Income tax not unconstitutional, MN Supreme Court affirms

Terrance Sargent has struck out in his bid to get the Minnesota income tax declared unconstitutional.

The Minnesota Supreme Court didn’t even hold oral arguments in Sargent’s case against Minnesota’s revenue commissioner before upholding the tax on wages.

Sargent, of Waseca County, didn’t pay his income taxes in 2010, 2011, 2012, 2013, and 2014 and in 2016 the state put a lien on him.

Sargent argued that there’s no law giving Minnesota the authority to tax people’s wages and that the tax violates his right to earn a living.

The arguments are without merit, Supreme Court Justice David Lillehaug declared, writing for the court in its decision.

“It is well settled that a state has the authority to tax income,” he said.

He’s right. It’s right there in words and everything.

“Sargent urges that a failed proposal by the Legislature in 1932 to amend the Minnesota Constitution to provide for an income tax is evidence that the tax is unconstitutional. This contention is meritless,” he said.

“It is elementary that the power of taxation is inherent in sovereignty and that under our system of government it reposes in the Legislature, except as it is limited by the state or the national Constitution,” he concluded.

  • Jeff

    Well it would have been sad if it went the other way and we found out we wasted all our money on taxes supporting roads, schools, parks, universities, etc.

    • …. and the court system.

      • Jeff

        I forgot the stadiums too.

        • Jack

          For the sovereign nation folks I remind them it also pays for the 911 services. Most people wouldn’t hesitate to call 911 when in a life or death situation.

          • Jeff

            That’s fine as long as I get to watch rich guys risk brain injury on Sundays.

      • jon


        Which is why the judges all should have recused themselves from the case, since that money paid in taxes goes to pay their salary.

        Proposed updated headline: “Big government finds big government can do whatever it wants.”

        I think it’s grounds for a mistrial… (which is why no one would ever appoint me to a judgeship… that and my limited understanding of the law, and a promise to make all judicial rulings based on the role of a die… it was a pretty terrible platform I ran on for that judge position, but in my defense I didn’t think anyone would research my platform for a judicial election…)


  • Rob

    MNSCT deciding this case without an oral argument? Doesn’t sound very taxing to me…

  • Mike Worcester

    Is it unusual for the Dept of Revenue to take six years to catch up to someone who has not paid their state income taxes? I miss one payment on my car loan and the hounds are unleashed…

    • Erik Petersen

      One can not file for a few years, and then have a couple more years to make it right before the DoR really delivers the pain if you ignore them.

      This guy is still probably never gone to jail. He is broke though and will never not be now.

    • Cat Eldridge

      It depends on where his income was coming from. If he was self-employed as some sort of contractor that means he likely filed all such paperwork himself which means he could escape being noticed until something brought him to their notice, ie a client listed him as an expense on tax paperwork they filed.

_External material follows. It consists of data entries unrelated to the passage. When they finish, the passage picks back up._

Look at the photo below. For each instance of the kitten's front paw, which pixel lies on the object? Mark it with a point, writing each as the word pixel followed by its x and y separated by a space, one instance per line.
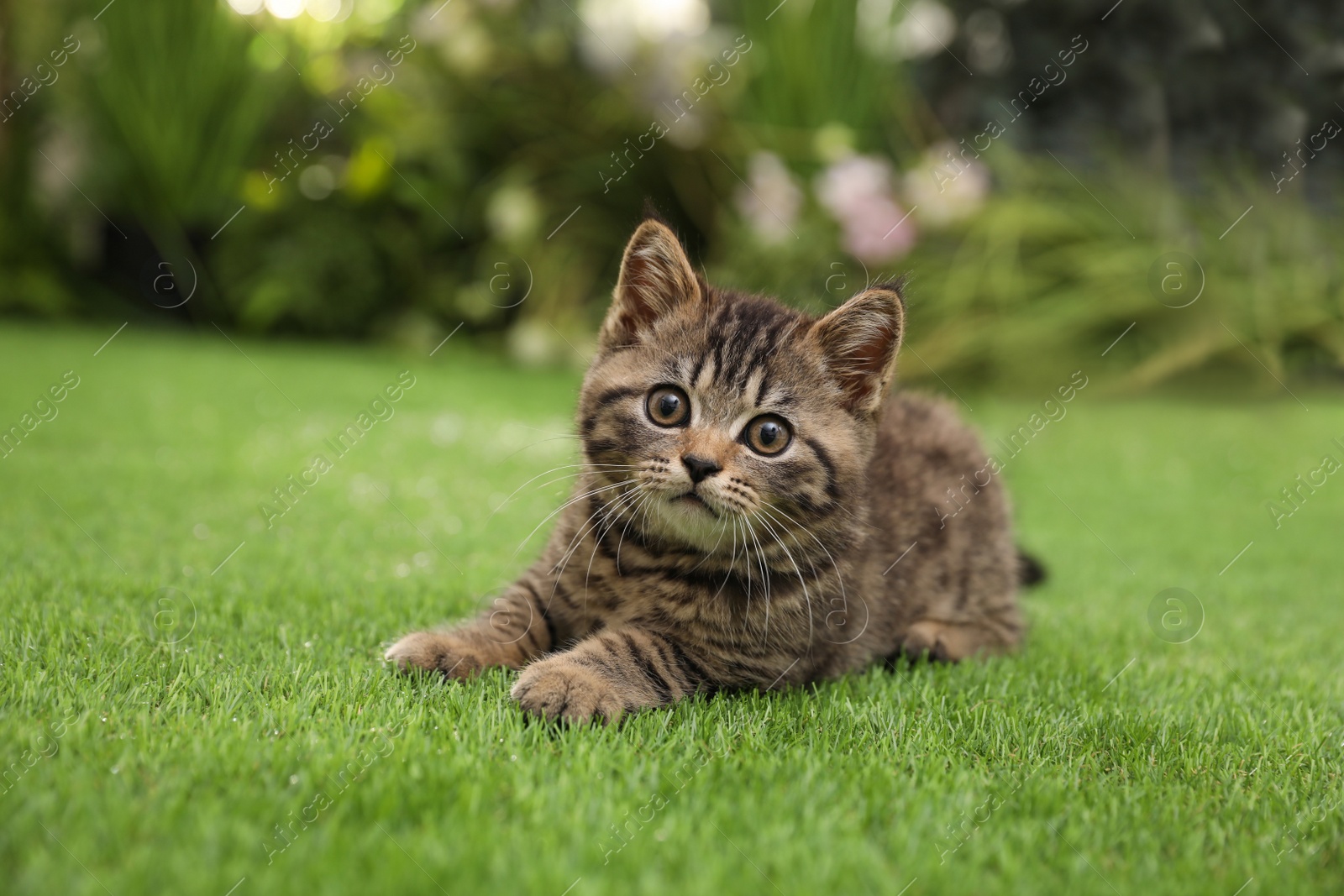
pixel 559 688
pixel 436 652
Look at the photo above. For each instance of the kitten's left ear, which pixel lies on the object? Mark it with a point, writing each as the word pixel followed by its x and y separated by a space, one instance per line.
pixel 860 340
pixel 656 277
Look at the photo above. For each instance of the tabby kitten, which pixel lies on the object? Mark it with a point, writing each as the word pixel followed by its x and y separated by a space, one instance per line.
pixel 752 511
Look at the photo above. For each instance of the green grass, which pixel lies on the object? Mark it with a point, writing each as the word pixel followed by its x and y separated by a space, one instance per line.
pixel 1101 759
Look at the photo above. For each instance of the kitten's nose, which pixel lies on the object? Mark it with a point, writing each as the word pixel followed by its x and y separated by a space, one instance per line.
pixel 699 468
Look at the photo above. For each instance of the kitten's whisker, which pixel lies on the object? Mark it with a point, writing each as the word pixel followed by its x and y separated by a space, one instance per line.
pixel 589 521
pixel 538 443
pixel 580 469
pixel 559 510
pixel 806 598
pixel 835 564
pixel 625 500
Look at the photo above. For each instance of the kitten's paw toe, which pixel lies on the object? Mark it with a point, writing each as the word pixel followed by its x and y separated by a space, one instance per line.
pixel 434 652
pixel 927 638
pixel 566 691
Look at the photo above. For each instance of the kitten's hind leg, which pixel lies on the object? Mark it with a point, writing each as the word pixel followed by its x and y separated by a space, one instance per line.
pixel 953 641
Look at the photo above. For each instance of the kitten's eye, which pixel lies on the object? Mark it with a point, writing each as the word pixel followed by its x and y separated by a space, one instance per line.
pixel 768 434
pixel 669 406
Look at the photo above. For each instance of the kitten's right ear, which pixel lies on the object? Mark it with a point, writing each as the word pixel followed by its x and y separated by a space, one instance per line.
pixel 656 277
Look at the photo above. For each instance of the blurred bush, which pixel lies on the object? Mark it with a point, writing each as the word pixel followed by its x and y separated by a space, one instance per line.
pixel 380 168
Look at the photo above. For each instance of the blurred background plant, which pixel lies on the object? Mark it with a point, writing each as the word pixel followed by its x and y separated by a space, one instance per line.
pixel 1053 174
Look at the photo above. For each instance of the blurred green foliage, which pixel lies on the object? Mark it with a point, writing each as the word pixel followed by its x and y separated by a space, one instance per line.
pixel 401 168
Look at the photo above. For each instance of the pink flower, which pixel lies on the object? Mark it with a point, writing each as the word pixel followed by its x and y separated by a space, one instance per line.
pixel 857 191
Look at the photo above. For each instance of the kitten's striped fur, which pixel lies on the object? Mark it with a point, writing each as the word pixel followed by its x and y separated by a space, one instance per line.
pixel 781 570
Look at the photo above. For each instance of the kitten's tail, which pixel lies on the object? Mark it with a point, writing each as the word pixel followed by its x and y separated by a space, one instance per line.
pixel 1030 570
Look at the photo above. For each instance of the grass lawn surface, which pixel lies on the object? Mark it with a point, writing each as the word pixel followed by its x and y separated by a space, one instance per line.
pixel 192 698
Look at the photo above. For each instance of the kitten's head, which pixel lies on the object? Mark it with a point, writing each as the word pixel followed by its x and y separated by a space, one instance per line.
pixel 709 411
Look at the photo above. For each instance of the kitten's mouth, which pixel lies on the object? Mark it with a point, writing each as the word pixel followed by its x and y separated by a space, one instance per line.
pixel 691 499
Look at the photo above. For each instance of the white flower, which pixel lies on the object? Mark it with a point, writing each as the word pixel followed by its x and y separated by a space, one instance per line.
pixel 770 201
pixel 613 29
pixel 857 191
pixel 948 184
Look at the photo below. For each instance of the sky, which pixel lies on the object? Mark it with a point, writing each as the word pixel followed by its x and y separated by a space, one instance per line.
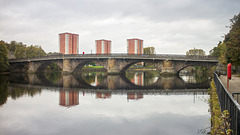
pixel 171 26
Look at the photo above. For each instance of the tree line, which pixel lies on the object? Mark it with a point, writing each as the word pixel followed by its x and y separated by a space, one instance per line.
pixel 17 50
pixel 228 50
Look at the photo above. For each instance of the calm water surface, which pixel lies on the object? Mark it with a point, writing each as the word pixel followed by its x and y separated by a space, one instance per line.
pixel 59 107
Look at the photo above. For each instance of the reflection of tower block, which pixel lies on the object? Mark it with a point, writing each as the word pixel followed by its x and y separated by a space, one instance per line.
pixel 103 95
pixel 138 78
pixel 69 98
pixel 134 96
pixel 167 67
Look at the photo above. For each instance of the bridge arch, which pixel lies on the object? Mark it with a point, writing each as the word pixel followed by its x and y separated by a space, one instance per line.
pixel 41 66
pixel 181 66
pixel 18 67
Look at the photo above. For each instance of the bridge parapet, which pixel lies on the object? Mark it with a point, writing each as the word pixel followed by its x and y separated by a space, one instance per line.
pixel 118 63
pixel 121 56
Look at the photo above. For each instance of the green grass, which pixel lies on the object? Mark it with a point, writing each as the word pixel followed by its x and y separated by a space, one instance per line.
pixel 95 67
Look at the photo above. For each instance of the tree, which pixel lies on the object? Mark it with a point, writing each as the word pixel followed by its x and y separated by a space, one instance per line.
pixel 232 40
pixel 220 52
pixel 149 50
pixel 20 51
pixel 34 51
pixel 3 56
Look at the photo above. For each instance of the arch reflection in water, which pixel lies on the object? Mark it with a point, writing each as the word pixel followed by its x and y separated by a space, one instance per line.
pixel 69 98
pixel 132 80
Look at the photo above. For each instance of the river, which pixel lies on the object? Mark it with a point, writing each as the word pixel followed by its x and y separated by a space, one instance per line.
pixel 139 103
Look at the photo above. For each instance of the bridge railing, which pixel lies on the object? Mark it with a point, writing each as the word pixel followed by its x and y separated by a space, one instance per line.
pixel 125 55
pixel 227 102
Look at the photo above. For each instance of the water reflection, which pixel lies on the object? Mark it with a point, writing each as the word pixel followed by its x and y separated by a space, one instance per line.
pixel 69 98
pixel 99 104
pixel 132 80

      If he’d been employed as a staffer by a company that did FICA and such, it’s extremely unlikely this would happen.

  • KTFoley

    I trace this to the individuals who travel around giving seminars claiming there’s no law requiring people to pay income tax.

    People pay good money to hear these fakes tell them something they really want to believe. Two minutes on Google disproves the notion right down to the ground, but there’s nothing so ironclad as the promise of prosperity. Never mind that the only person getting rich is the one collecting the entrance fee.

    Considering that the IRS has a published Q&A that labels these types of tax claims as “frivolous”, then I’m totally okay with the MN SC cutting right to the chase.

  • Jaydel

    Taxation is theft. There is no objective social contract anyone signed. Tacit consent is bullying on a national level.

    • What’s an objective social contract?

    • Jack Ungerleider

      Simple exercise. Make two columns on a sheet of paper and write in one column services you current receive from the government. (Since you mentioned the “national” level don’t forget things like the military, ICE, etc.) In the other column figure out what it would cost for you to get those same services (if they are available) on the open market. Add 25% to the total for all the services you left out because you don’t think of them. See how it compares to the your tax bill.

    • >>Taxation is theft. There is no objective social contract anyone signed. Tacit consent is bullying on a national level.<<

      Bless your heart. I bet you believe that too.